Physiological activation of the IgH 3′ enhancer in B lineage cells is not blocked by Pax‐5

Abstract
The mouse 3′ enhancer contains a high-affinity binding site for the paired box protein Pax-5. Here, we demonstrate by genomic footprinting that the rat 3′ enhancer contains a low-affinity binding site for Pax-5, which is occupied in activated splenic B cells. Thus, binding of Pax-5 to the IgH 3′ enhancer appears to be evolutionarily conserved in rodents. Analysis of Pax-5 expression in primary B cells demonstrates that Pax-5 remains expressed after 4 days of lipopolysaccharide (LPS) induction, but is down-regulated in 5-day stimulated cells.
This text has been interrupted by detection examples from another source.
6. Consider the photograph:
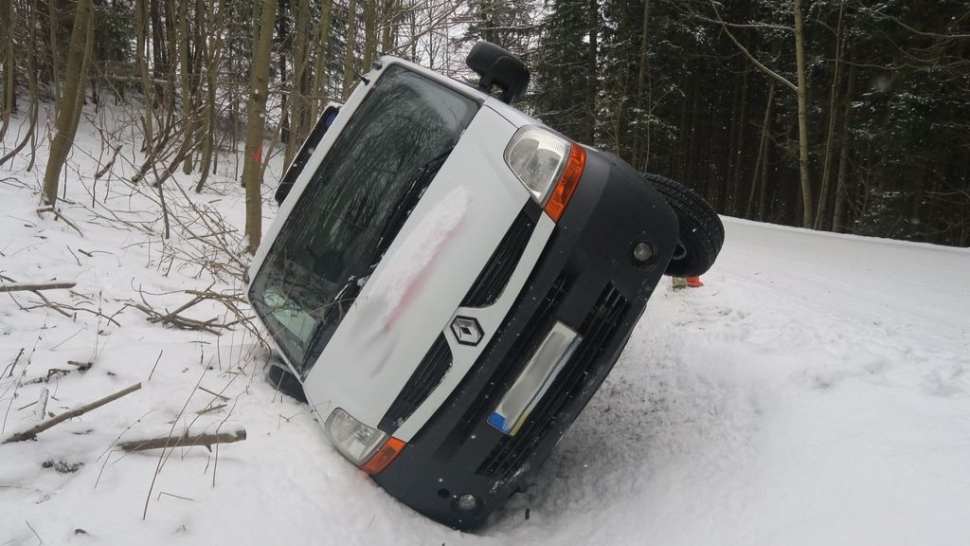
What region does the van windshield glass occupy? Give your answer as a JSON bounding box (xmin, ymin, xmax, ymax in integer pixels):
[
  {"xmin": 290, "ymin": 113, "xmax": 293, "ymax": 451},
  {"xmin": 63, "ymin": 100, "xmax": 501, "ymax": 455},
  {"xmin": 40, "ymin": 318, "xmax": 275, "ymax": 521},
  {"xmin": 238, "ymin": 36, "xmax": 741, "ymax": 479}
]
[{"xmin": 250, "ymin": 65, "xmax": 479, "ymax": 377}]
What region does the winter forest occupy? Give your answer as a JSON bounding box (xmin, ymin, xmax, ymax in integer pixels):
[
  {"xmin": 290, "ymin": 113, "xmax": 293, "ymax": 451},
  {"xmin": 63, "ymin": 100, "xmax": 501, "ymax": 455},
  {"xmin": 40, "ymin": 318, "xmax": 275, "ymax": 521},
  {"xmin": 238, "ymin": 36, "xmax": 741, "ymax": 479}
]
[{"xmin": 0, "ymin": 0, "xmax": 970, "ymax": 249}]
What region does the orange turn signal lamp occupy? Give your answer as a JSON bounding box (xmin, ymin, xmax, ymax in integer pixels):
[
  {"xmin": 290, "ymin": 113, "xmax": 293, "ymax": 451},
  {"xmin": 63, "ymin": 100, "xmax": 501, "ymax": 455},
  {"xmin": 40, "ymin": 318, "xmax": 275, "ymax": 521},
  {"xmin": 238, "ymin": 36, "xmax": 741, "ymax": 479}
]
[{"xmin": 360, "ymin": 436, "xmax": 407, "ymax": 476}]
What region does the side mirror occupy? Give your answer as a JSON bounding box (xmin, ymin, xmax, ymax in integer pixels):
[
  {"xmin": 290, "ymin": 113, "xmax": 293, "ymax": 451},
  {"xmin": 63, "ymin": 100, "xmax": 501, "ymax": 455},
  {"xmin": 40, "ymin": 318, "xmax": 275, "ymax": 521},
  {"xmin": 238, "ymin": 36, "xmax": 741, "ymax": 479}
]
[{"xmin": 465, "ymin": 42, "xmax": 530, "ymax": 104}]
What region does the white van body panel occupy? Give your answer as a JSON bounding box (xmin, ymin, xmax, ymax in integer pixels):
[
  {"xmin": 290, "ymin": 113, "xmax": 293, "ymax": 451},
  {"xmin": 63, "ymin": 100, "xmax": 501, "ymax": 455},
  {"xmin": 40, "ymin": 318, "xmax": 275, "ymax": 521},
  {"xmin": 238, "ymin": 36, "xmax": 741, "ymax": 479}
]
[
  {"xmin": 250, "ymin": 57, "xmax": 555, "ymax": 442},
  {"xmin": 303, "ymin": 107, "xmax": 552, "ymax": 441}
]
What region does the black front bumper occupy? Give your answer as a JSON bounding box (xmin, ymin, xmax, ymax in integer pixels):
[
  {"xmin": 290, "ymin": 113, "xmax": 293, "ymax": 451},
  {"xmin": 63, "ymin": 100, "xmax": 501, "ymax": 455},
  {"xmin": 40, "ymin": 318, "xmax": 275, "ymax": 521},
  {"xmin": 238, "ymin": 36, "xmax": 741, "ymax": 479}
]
[{"xmin": 374, "ymin": 150, "xmax": 677, "ymax": 529}]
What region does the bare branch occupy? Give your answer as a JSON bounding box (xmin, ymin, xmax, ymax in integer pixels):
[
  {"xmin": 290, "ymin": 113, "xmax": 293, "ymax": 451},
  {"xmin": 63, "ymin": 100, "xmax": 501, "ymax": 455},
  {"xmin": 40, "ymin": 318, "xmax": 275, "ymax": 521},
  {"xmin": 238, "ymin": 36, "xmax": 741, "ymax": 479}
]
[
  {"xmin": 0, "ymin": 383, "xmax": 141, "ymax": 444},
  {"xmin": 118, "ymin": 429, "xmax": 246, "ymax": 452}
]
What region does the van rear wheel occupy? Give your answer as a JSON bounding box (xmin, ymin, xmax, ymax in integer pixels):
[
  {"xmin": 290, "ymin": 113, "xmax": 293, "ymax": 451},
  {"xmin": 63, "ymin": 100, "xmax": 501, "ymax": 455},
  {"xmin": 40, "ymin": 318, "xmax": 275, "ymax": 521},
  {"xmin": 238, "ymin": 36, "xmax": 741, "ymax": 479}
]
[{"xmin": 643, "ymin": 173, "xmax": 724, "ymax": 277}]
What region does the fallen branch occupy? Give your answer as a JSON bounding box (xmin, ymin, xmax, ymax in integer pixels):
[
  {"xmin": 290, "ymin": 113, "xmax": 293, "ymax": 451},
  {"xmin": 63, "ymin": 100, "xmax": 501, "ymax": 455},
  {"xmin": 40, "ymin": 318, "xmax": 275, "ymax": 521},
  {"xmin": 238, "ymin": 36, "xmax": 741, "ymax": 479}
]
[
  {"xmin": 118, "ymin": 429, "xmax": 246, "ymax": 452},
  {"xmin": 0, "ymin": 281, "xmax": 77, "ymax": 293},
  {"xmin": 0, "ymin": 383, "xmax": 141, "ymax": 444}
]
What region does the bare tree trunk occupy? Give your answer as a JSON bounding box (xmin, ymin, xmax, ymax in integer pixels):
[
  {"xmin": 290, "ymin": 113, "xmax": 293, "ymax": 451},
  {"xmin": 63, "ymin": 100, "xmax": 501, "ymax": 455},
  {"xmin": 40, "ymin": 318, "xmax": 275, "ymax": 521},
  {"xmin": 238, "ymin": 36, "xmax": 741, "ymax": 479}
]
[
  {"xmin": 381, "ymin": 0, "xmax": 398, "ymax": 53},
  {"xmin": 586, "ymin": 0, "xmax": 600, "ymax": 146},
  {"xmin": 794, "ymin": 0, "xmax": 815, "ymax": 228},
  {"xmin": 310, "ymin": 0, "xmax": 333, "ymax": 124},
  {"xmin": 0, "ymin": 0, "xmax": 17, "ymax": 140},
  {"xmin": 832, "ymin": 65, "xmax": 856, "ymax": 233},
  {"xmin": 178, "ymin": 0, "xmax": 198, "ymax": 174},
  {"xmin": 815, "ymin": 0, "xmax": 845, "ymax": 229},
  {"xmin": 135, "ymin": 0, "xmax": 155, "ymax": 155},
  {"xmin": 363, "ymin": 0, "xmax": 378, "ymax": 73},
  {"xmin": 744, "ymin": 80, "xmax": 775, "ymax": 219},
  {"xmin": 195, "ymin": 0, "xmax": 228, "ymax": 193},
  {"xmin": 47, "ymin": 0, "xmax": 61, "ymax": 109},
  {"xmin": 0, "ymin": 0, "xmax": 40, "ymax": 172},
  {"xmin": 283, "ymin": 0, "xmax": 310, "ymax": 165},
  {"xmin": 633, "ymin": 0, "xmax": 651, "ymax": 169},
  {"xmin": 44, "ymin": 0, "xmax": 94, "ymax": 206},
  {"xmin": 242, "ymin": 0, "xmax": 276, "ymax": 253}
]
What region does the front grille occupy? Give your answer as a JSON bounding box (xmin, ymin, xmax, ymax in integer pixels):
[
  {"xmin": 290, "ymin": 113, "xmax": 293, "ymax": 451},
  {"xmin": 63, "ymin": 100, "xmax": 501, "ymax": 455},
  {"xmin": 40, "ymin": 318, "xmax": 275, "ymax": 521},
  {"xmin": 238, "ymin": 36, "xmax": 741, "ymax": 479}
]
[
  {"xmin": 476, "ymin": 283, "xmax": 630, "ymax": 480},
  {"xmin": 461, "ymin": 206, "xmax": 536, "ymax": 307},
  {"xmin": 436, "ymin": 274, "xmax": 567, "ymax": 459},
  {"xmin": 377, "ymin": 335, "xmax": 452, "ymax": 434}
]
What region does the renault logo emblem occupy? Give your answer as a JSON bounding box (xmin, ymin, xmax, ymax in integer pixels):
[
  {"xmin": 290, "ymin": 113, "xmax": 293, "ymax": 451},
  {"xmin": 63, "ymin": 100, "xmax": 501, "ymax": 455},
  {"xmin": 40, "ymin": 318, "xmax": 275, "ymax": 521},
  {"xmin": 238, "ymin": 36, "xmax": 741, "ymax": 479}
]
[{"xmin": 451, "ymin": 317, "xmax": 484, "ymax": 346}]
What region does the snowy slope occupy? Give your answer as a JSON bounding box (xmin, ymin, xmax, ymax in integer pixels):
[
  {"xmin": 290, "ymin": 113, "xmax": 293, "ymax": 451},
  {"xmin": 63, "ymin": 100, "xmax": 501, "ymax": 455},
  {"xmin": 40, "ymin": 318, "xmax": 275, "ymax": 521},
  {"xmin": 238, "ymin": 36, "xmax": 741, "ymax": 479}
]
[{"xmin": 0, "ymin": 108, "xmax": 970, "ymax": 546}]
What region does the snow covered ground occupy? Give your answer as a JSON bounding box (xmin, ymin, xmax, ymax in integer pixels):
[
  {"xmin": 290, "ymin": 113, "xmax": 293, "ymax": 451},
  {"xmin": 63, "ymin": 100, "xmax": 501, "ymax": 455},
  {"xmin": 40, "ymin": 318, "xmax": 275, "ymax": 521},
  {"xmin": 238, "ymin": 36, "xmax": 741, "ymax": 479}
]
[{"xmin": 0, "ymin": 108, "xmax": 970, "ymax": 546}]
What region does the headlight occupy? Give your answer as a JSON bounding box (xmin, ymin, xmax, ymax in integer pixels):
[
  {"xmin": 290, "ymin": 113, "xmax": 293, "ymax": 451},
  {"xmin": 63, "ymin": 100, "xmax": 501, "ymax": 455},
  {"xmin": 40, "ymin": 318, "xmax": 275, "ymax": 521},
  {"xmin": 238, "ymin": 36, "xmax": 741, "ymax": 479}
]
[
  {"xmin": 505, "ymin": 126, "xmax": 586, "ymax": 222},
  {"xmin": 327, "ymin": 408, "xmax": 387, "ymax": 466},
  {"xmin": 327, "ymin": 408, "xmax": 406, "ymax": 474},
  {"xmin": 505, "ymin": 126, "xmax": 572, "ymax": 204}
]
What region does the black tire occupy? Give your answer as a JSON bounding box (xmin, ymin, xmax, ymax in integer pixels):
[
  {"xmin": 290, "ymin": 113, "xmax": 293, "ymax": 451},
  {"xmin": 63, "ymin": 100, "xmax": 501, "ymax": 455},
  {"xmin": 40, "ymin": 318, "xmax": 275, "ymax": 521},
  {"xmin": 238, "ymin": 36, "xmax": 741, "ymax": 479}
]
[{"xmin": 643, "ymin": 173, "xmax": 724, "ymax": 277}]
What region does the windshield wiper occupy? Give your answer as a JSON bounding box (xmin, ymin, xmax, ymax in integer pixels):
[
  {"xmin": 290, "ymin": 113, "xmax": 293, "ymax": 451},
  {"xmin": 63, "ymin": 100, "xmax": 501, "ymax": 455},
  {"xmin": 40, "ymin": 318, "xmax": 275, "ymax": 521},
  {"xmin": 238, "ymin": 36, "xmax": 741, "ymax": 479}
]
[{"xmin": 371, "ymin": 144, "xmax": 455, "ymax": 262}]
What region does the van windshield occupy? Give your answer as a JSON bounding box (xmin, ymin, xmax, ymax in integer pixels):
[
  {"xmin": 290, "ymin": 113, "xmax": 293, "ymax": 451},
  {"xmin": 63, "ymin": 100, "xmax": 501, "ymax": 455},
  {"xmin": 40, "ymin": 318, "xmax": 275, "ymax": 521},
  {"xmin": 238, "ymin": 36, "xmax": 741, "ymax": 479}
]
[{"xmin": 249, "ymin": 65, "xmax": 479, "ymax": 370}]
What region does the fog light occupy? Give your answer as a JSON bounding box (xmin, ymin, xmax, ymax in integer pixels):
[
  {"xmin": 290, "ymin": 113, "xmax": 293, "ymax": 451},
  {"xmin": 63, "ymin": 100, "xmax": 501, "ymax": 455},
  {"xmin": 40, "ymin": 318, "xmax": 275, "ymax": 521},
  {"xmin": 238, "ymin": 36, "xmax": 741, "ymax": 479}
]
[
  {"xmin": 633, "ymin": 243, "xmax": 653, "ymax": 263},
  {"xmin": 458, "ymin": 493, "xmax": 478, "ymax": 512}
]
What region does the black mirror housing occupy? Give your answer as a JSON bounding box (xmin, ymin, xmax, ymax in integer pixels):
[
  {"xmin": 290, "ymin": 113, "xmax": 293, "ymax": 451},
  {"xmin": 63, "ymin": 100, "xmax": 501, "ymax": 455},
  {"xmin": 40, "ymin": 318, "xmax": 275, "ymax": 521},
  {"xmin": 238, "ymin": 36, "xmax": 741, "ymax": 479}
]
[{"xmin": 465, "ymin": 42, "xmax": 531, "ymax": 104}]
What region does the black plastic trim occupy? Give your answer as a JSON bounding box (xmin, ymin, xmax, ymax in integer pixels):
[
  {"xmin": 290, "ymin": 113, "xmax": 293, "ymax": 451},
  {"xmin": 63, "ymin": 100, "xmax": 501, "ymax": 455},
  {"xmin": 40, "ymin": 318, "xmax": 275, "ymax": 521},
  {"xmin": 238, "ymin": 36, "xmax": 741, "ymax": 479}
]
[{"xmin": 374, "ymin": 149, "xmax": 677, "ymax": 529}]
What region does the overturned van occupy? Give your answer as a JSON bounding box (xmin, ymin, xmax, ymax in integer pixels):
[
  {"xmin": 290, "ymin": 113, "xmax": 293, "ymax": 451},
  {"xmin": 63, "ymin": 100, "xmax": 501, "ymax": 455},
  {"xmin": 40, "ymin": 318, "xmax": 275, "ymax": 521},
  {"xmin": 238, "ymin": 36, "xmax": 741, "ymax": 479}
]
[{"xmin": 248, "ymin": 43, "xmax": 724, "ymax": 529}]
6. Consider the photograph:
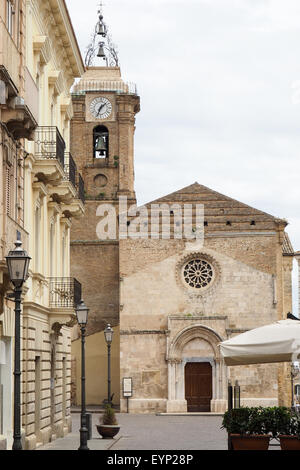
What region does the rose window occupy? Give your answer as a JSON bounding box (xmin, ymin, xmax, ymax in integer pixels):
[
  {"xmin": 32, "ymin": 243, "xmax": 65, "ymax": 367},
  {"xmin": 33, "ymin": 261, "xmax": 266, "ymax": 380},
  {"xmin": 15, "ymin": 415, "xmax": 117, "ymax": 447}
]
[{"xmin": 183, "ymin": 259, "xmax": 214, "ymax": 289}]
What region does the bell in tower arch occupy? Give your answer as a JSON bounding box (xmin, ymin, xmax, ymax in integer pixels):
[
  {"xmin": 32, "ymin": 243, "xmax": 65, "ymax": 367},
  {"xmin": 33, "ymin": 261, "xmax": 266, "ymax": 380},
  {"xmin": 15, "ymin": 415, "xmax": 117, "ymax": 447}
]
[{"xmin": 94, "ymin": 126, "xmax": 108, "ymax": 158}]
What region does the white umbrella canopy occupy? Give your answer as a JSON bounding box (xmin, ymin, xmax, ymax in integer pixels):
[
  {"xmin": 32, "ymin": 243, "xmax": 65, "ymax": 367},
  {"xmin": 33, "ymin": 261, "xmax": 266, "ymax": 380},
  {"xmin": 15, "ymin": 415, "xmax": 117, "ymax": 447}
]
[{"xmin": 220, "ymin": 320, "xmax": 300, "ymax": 366}]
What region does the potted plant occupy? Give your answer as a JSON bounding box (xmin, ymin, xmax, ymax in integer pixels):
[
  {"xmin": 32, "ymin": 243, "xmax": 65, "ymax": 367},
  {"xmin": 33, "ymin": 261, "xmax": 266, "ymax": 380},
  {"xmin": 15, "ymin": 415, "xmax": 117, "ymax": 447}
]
[
  {"xmin": 96, "ymin": 404, "xmax": 120, "ymax": 439},
  {"xmin": 278, "ymin": 409, "xmax": 300, "ymax": 450},
  {"xmin": 222, "ymin": 407, "xmax": 271, "ymax": 450}
]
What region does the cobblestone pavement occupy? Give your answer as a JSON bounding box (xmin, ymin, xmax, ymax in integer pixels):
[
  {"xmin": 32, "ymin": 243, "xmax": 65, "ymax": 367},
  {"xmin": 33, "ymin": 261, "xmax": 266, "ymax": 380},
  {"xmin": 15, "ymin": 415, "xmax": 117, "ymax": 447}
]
[{"xmin": 38, "ymin": 413, "xmax": 227, "ymax": 451}]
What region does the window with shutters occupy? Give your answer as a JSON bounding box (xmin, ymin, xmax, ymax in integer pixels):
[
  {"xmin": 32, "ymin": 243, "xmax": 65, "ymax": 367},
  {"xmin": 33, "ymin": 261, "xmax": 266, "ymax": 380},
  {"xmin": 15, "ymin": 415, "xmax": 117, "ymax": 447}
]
[{"xmin": 5, "ymin": 167, "xmax": 11, "ymax": 216}]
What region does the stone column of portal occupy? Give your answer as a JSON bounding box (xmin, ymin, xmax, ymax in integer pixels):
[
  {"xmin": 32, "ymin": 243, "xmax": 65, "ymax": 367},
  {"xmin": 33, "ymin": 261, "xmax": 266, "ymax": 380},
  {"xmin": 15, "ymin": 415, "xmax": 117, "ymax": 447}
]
[{"xmin": 167, "ymin": 360, "xmax": 187, "ymax": 413}]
Similarly, the expression of Pax-5 is down-regulated in vivo in activated large splenocytes, in contrast to small resting cells. Multimerization of the high-affinity Pax-5 binding site linked to a heterologous reporter gene demonstrates that Pax-5 can function as a transcriptional activator. In contrast, Pax-5 overexpressed in cell lines represses both the mouse and the rat 3′ enhancer. Surprinsingly, cross-linking of the IgM receptor in BAL-17 cells containing a stably integrated 3′ enhancer-dependent β globin reporter gene demonstrates that induction of 3′ enhancer activity is not blocked by Pax-5. Moreover, stimulation of 3′ enhancer β globin-transgenic splenocytes demonstrate that Pax-5 cannot repress activation of the 3′ enhancer upon LPS induction or CD40 receptor stimulation. Hence, activation of the IgH 3′ enhancer occurs independently of changes in Pax-5 gene expression. This indicates that previous studies conducted in vitro may be an oversimplification of the function of Pax-5 and 3′ enhancer activity.